Thankfully there has been a massive increase in the number of women who lift weights. More and more people are gaining the health and fat loss benefits associated with lifting heavy.
Watch Our Video With Larissa Reis As She Demonstrates Using Weights For Shoulder Definition
Some Common Mistakes With Female Weight Lifters
- Not lifting heavy enough – despite the increase in fat loss and toning seen when heavier weights are lifted, even those women lifting at 8-12 reps consistently underweight their bars. In general terms, women tend to underestimate their maximum weight by 10%, whereas men tend to overestimate by 10% and lose form.
- Not resting for long enough – women tend to rush through their exercises and don't give themselves enough time to recover between sets. Rest is important to gain the maximum benefits from your workout, or you can find yourself going backwards.

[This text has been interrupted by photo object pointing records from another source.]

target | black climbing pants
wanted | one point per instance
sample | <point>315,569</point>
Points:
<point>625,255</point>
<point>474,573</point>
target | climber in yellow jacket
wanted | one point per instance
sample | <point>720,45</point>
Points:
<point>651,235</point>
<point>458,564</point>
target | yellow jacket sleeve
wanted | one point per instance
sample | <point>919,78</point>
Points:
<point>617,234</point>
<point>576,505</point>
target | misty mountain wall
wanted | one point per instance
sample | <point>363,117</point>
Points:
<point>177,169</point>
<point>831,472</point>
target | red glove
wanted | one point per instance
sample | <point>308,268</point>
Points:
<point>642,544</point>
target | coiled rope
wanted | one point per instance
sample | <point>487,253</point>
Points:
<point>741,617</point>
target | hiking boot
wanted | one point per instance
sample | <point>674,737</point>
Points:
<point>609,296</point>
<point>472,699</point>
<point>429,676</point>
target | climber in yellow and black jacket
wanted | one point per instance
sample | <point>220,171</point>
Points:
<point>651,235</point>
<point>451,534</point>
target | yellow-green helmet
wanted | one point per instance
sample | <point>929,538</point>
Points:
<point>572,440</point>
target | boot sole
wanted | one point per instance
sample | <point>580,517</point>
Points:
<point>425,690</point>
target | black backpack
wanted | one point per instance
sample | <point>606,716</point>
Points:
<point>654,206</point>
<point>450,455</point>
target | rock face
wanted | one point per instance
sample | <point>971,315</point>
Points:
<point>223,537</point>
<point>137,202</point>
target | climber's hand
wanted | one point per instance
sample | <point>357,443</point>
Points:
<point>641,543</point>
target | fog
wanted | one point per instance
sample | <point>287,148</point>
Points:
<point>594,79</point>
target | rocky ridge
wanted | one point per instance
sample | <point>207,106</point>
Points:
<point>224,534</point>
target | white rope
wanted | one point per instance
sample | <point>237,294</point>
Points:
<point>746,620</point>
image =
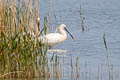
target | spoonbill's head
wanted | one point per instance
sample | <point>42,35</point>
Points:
<point>63,27</point>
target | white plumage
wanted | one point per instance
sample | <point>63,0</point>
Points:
<point>54,38</point>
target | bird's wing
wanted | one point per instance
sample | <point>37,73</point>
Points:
<point>52,38</point>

- Squatting form – women tend to find squats harder than men due to their wider hips and hence larger Q angle. This can result in valgus collapse, where the knees point more inwards than is optimal to compensate, and is something most women need to be aware of in their lifting.

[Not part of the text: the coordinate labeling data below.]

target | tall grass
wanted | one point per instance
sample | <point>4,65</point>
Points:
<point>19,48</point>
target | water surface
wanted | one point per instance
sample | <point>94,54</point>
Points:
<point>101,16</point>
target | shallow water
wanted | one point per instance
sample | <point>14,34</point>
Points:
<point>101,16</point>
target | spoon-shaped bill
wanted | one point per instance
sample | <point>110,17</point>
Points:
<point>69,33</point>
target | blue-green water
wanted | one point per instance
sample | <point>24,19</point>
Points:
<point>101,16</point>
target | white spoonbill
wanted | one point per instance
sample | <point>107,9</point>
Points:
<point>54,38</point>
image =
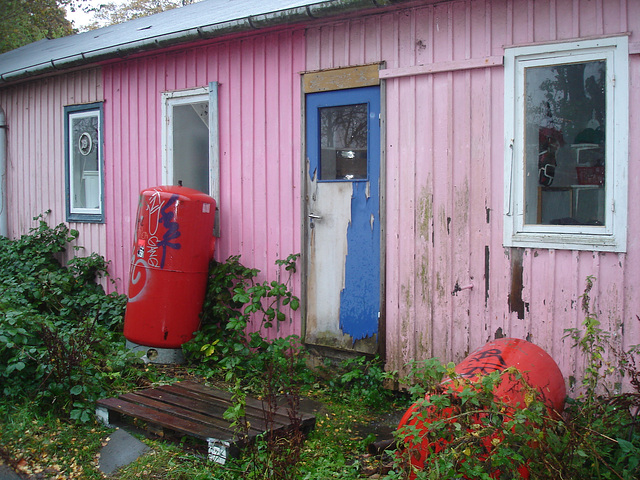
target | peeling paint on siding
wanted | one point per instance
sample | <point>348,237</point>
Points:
<point>516,303</point>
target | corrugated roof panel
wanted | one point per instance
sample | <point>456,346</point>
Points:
<point>204,19</point>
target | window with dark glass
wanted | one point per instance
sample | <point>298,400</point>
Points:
<point>83,128</point>
<point>566,150</point>
<point>343,142</point>
<point>565,154</point>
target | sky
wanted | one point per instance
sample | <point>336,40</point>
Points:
<point>81,19</point>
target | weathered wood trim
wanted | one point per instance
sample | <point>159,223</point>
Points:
<point>341,78</point>
<point>438,67</point>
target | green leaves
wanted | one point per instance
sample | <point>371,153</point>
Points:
<point>60,340</point>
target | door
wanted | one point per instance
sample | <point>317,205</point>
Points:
<point>343,219</point>
<point>190,141</point>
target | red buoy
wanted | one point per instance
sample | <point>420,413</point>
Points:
<point>172,248</point>
<point>536,367</point>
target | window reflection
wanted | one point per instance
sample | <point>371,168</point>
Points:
<point>565,144</point>
<point>343,143</point>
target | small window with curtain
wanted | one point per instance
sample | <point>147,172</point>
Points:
<point>84,163</point>
<point>566,117</point>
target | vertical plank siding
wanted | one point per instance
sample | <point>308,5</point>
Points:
<point>35,151</point>
<point>259,104</point>
<point>445,181</point>
<point>450,284</point>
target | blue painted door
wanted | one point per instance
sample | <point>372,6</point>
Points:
<point>343,219</point>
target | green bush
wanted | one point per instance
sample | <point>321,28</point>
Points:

- Tailor workouts to your body – there is a much larger genetic variability in women compared to men, in terms of both fat – how quickly it is gained and burned, and where, as well as muscle – how much can be built and amount of exercise necessary to tone. This means that the same workout can have hugely different effects on different women, and what works for your gym buddy may not work for you. Unfortunately, it's also often women who want a 'cookie cutter' approach – one set workout that will achieve results. It's important to be aware of your body and which type of exercise gains the results you want.
- Less emphasis on upper body – Women tend to avoid upper body exercises in the fear that they will look bulky, but in fact the upper body is where most women have problems, as they are weaker in the upper body compared to the lower than men. Skipping on upper body workouts will mean you'll miss out on the toned arms and perkier breast area; women cannot 'look bulky' due to much lower testosterone levels than men, the muscle building hormone.
These are just some of the biggest mistakes that women make when in the gym and weight lifting. Don't let your results lag behind your motivation. Pay attention to these common mistakes, correct them and see yourself reap the rewards.